On the Limitations of Visual-Semantic Embedding Networks for Image-to-Text Information Retrieval

J. Imaging 2021, 7(8), 125; https://doi.org/10.3390/jimaging7080125
by Yan Gong *, Georgina Cosma * and Hui Fang
Reviewer 1: Anonymous
Reviewer 2: Anonymous
J. Imaging 2021, 7(8), 125; https://doi.org/10.3390/jimaging7080125
Submission received: 30 June 2021 / Revised: 21 July 2021 / Accepted: 23 July 2021 / Published: 26 July 2021
(This article belongs to the Special Issue Deep Learning for Visual Contents Processing and Analysis)

Round 1

Reviewer 1 Report

This paper analyses the current visual-semantic embedding (VSE) networks for information retrieval in-depth with various methods and summarizes the limitations of them. Future research was pointed by the paper through the comparison of strengths and limitations of the current VSE networks. These analyses explore the essence of how VSE networks work, that is important to promote the VSE network to be used in the practice. This paper seems to be good with solid contribution, and my comments are as follows: 

  1. Please explain why it is necessary to evaluate the performance of models on retrieving all 5 descriptions since that on retrieving any 1 of 5 descriptions has been evaluated.
  2. Why the Recall/Precision curve in Figure 4 is needed since that F1-measure has been computed through Recall and Precision.
  3. Please explain how the classes of UNITER in Table 4 align with VSRN.
  4. Can ‘Objects Quantity Error ’ of title 5 in Table 5 be replaced by ‘Objects Counting Error ’?

 

Author Response

We are grateful to the Reviewers for their positive and constructive comments that helped us improve the quality of the manuscript. Please see the attachment.
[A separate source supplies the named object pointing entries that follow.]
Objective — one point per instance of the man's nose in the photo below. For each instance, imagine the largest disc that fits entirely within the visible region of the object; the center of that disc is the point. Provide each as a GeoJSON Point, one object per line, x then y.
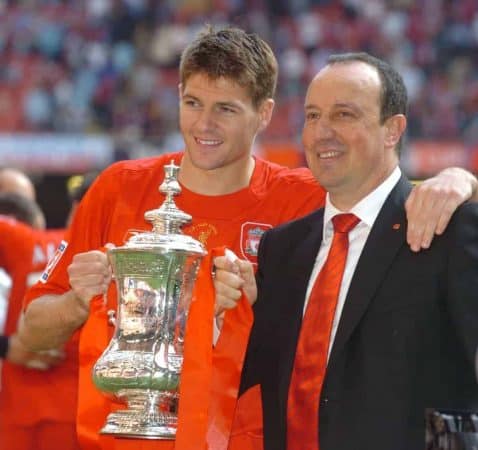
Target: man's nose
{"type": "Point", "coordinates": [323, 129]}
{"type": "Point", "coordinates": [205, 120]}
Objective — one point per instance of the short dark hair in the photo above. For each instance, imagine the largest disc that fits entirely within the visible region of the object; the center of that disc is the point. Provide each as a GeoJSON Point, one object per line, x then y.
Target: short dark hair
{"type": "Point", "coordinates": [234, 54]}
{"type": "Point", "coordinates": [393, 95]}
{"type": "Point", "coordinates": [393, 92]}
{"type": "Point", "coordinates": [20, 207]}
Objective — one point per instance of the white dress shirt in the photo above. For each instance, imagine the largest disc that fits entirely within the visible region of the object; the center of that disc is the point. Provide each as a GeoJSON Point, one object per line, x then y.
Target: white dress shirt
{"type": "Point", "coordinates": [367, 211]}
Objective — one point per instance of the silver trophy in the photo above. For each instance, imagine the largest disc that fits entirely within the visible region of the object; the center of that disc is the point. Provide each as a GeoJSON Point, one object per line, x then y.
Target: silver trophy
{"type": "Point", "coordinates": [155, 273]}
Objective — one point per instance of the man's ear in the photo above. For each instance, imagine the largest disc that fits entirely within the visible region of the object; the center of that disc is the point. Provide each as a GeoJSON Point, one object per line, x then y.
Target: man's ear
{"type": "Point", "coordinates": [395, 127]}
{"type": "Point", "coordinates": [265, 113]}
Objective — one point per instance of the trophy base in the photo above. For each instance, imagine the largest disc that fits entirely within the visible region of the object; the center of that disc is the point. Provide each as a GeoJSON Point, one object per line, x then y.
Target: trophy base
{"type": "Point", "coordinates": [133, 424]}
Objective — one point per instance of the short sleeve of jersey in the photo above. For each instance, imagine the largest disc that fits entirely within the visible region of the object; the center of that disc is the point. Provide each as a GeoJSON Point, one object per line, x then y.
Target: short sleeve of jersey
{"type": "Point", "coordinates": [84, 234]}
{"type": "Point", "coordinates": [16, 243]}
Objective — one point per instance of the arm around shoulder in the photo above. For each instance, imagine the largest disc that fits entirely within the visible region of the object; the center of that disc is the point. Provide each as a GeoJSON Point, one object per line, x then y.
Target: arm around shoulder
{"type": "Point", "coordinates": [49, 321]}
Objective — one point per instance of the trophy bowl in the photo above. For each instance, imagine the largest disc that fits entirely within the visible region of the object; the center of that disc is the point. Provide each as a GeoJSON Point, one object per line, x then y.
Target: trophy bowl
{"type": "Point", "coordinates": [155, 274]}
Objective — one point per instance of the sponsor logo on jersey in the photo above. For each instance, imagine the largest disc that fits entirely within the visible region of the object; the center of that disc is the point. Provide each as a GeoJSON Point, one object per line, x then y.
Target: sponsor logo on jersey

Author Response File: Author Response.pdf

 

Reviewer 2 Report

The paper just compares visual-semantic embedding networks without any additional contributions. The paper finds limitations but does not provide empirical studies on some proposed solution. I would strongly recommend the authors to address these limitations and come up with a proposed method

The authors should also perform experiments on sample complexity: How these methods perform for different amount of training samples ? 

It would be great for the authors to address retrieval results on adversarial images. How are the models robust in retrieval results of adversarial images ?

Author Response

We are grateful to the Reviewers for their positive and constructive comments that helped us improve the quality of the manuscript. Please see the attachment.

Author Response File: Author Response.pdf

 

Round 2

Reviewer 2 Report

The paper has been improved but not state-of-the-art technique. Still it is fine enough for this journal.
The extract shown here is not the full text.